SQL Server recovery procedures for a catastrophic failure – (Part-1)

Author: Basit A. Farooq

A database server is usually a mission-critical component. Having a recovery plan in place is essential to ensuring the business can continue to operate in the event of hardware failure, natural disaster, or other catastrophe.

A backup or standby server is an option, but not always practical or possible because of the hardware and software costs involved. Without some kind of a standby, the key to recovering from a failure is to get the database server back up and running as quickly as possible with as little data loss as possible.

In this first of the two part article series, you’ll first learn how to view and manage database states. You’ll also learn how to view file states. Finally, you’ll learn about recovery procedures for a catastrophic failure.

Recovery overview

When you plan for recovery, you need to consider the different scenarios that might make recovery necessary. Your database design should include disaster and recovery planning, where you consider what could happen and what you must do to recover.

Sources of failure

You need to consider key points when looking at possible failures:

How likely is it to happen?
How will you detect or recognize the error?
How much data would be involved?
What recovery resources do you have available?

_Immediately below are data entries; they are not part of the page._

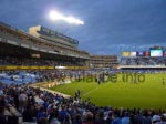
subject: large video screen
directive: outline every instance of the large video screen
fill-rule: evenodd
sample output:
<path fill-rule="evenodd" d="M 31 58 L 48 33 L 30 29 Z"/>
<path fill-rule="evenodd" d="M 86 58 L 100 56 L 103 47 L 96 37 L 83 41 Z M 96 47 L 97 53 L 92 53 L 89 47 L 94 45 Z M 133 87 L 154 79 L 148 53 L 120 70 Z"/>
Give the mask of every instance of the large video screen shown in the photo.
<path fill-rule="evenodd" d="M 148 51 L 145 51 L 145 52 L 144 52 L 144 56 L 149 56 L 149 52 L 148 52 Z"/>
<path fill-rule="evenodd" d="M 137 52 L 136 55 L 137 56 L 144 56 L 144 52 Z"/>
<path fill-rule="evenodd" d="M 123 53 L 122 53 L 122 56 L 129 56 L 129 55 L 131 55 L 129 52 L 123 52 Z"/>
<path fill-rule="evenodd" d="M 163 51 L 163 55 L 166 56 L 166 51 Z"/>
<path fill-rule="evenodd" d="M 151 50 L 151 56 L 163 56 L 163 50 Z"/>
<path fill-rule="evenodd" d="M 136 52 L 131 52 L 131 56 L 136 56 Z"/>

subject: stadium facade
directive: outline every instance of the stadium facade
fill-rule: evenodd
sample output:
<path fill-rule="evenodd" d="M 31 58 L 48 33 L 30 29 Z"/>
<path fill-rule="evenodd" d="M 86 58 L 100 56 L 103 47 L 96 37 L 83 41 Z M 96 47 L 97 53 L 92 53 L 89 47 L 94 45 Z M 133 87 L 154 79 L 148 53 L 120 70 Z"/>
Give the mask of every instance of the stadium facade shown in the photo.
<path fill-rule="evenodd" d="M 117 65 L 117 55 L 91 55 L 91 66 L 94 69 L 111 69 Z"/>
<path fill-rule="evenodd" d="M 77 48 L 77 40 L 41 25 L 29 28 L 27 33 L 0 22 L 0 58 L 4 61 L 0 70 L 89 69 L 90 65 L 111 68 L 113 63 L 117 63 L 116 55 L 90 55 Z M 34 64 L 11 62 L 25 59 L 34 61 Z M 35 64 L 41 60 L 53 62 L 46 66 Z"/>

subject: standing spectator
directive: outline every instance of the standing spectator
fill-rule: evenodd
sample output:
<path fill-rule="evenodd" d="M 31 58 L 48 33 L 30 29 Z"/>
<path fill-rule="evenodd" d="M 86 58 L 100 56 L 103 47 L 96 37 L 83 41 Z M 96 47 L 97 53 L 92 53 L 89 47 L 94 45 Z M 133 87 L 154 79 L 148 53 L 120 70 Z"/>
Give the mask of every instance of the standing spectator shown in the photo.
<path fill-rule="evenodd" d="M 21 94 L 19 95 L 19 110 L 21 113 L 23 113 L 27 105 L 28 105 L 28 96 L 25 93 L 21 92 Z"/>

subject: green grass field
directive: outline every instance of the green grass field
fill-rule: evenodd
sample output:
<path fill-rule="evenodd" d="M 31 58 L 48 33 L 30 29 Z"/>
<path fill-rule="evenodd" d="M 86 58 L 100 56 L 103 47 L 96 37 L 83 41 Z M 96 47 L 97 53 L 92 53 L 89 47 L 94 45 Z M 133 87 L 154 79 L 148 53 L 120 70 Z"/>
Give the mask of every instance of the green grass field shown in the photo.
<path fill-rule="evenodd" d="M 72 96 L 80 90 L 83 100 L 90 97 L 92 103 L 102 106 L 166 110 L 166 84 L 162 84 L 163 78 L 166 79 L 166 74 L 145 74 L 145 82 L 133 84 L 129 81 L 122 82 L 122 75 L 118 74 L 116 83 L 106 82 L 98 85 L 95 82 L 81 81 L 52 90 Z"/>

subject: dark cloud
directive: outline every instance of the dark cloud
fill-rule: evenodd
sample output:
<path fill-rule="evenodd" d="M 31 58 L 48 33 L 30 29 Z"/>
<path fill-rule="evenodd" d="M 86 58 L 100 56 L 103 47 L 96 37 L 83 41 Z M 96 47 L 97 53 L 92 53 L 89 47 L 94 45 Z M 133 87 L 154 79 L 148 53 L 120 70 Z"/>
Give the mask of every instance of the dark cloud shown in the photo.
<path fill-rule="evenodd" d="M 51 9 L 85 24 L 51 22 Z M 80 40 L 80 48 L 91 53 L 120 54 L 165 45 L 166 0 L 1 0 L 0 21 L 25 31 L 42 24 Z"/>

Common sources of failures include:

Hardware failures
Loss of server (theft, fire, or natural disaster)
Application bugs or application failures
Inadvertent data errors (such as accidentally deleting critical data)
Malicious attacks (such as SQL Injection)

Depending on the specific error, recovery might require that you restore:

A page
A single file
A single database (user or system)
The entire server

Recovery considerations

As you consider failure scenarios, you must also consider your response to each. Identify your recovery requirements, and from there, you can determine your disaster preparation needs. When planning for recovery, keep in mind:

Length of time it will take to recover
Amount of data the company can afford to lose

Some recovery scenarios will require little time to implement. Others might require many hours, or even days. The most important resource, in nearly any scenario, is your database backups. Even then, complete recovery might not be a possibility, depending on the database recovery model. A recovery model determines how the transactions are logged, whether the backup of database transaction log file is allowed, and the type of restore options available to recover the database. The SQL Server databases can be configured to one of three recovery models, which are explained in the following sections.

The simple recovery model

When you use the simple recovery model, SQL Server logs a minimal amount of transactions in the transaction log file, and the transaction log is truncated as soon as transactions are committed. Simple recovery does not allow backups of transaction log files; therefore, databases with a simple recovery model are vulnerable to data loss because you are also restricted by the fact that you can’t recover to a specific point in time.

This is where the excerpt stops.